You can combine Shoulders and ABS with Arms or Back to make this a 4 day workout split.
Workout #1: Legs
Barbell squats or Dumbbell lunges: 8 sets (lower weight, higher reps)- only 60 second break between sets.
Leg Extensions: 3 sets, moderate weight, 10-15 reps
Leg Curls: 3 sets, moderate weight, 10-15 reps
Workout #2: Chest
Barbell or Dumbbell Bench Press (partials)
A partial is not completing a full rep. The idea is to bring the bar down to your chest and only move it about 6 inches above your chest and back down. Keeps all tension on chest.
Base it off of my workout: 135 x 15, 155 x 12, 185 x 10, 205 x 6, 225 x 3, 185 x 8, 135 x 15
Pec Deck/Cable Crossovers/Machine Flies/Dumbbell flies: 3 sets of 15
Workout #3: Arms
Cross Body Hammer Curls: 3 sets of 10. Keep your elbows tucked to your side. Now lift the dumbbell and imagine trying to hit your opposite boob.
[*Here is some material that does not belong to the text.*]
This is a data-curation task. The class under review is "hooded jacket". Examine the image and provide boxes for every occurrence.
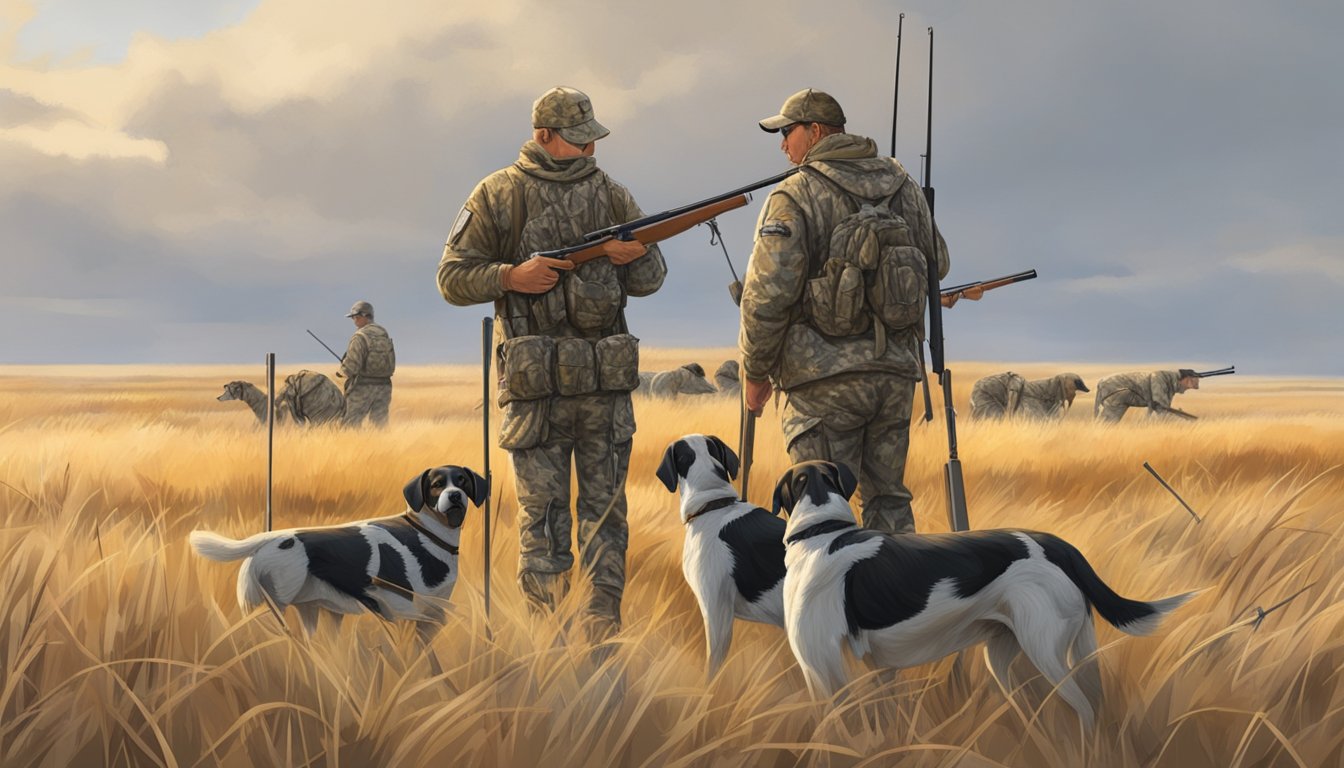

Preacher Curls/Machine Preacher Curls: 3 sets of 10
Wide Grip Barbell curls: Grab the barbell wider than you normally would. Do a curl. 3 sets of 10.
Dips: You can either do dips on a machine or on a bench. If you need additional weight, have your friend press on your shoulders. 4 sets
Triceps Rope Extensions: 4 sets of 10 reps. Keep elbows tucked to your side and bring down.
Skull crushers/Cable skull crushers: 4 sets of 10.
Workout #4: Back
Lat Pull downs: 5 sets of 8-12 reps.
Bent-over dumbbell rows: 3 sets of 10
Seated Cable Rows: 5 sets of 8-12 reps
Workout #5: Shoulders/Traps/Abs
Dumbbell Lateral Raises: 3 sets of 10-15
Dumbbell Frontal Raises: 3 sets of 10-15
Shoulder Press/Machine Press/Military Press: 5 sets of 10
Dumbbell or Barbell Shrugs: 6 sets of 15
Lumberjacks: 60 second sets with medicine ball, 3 sets.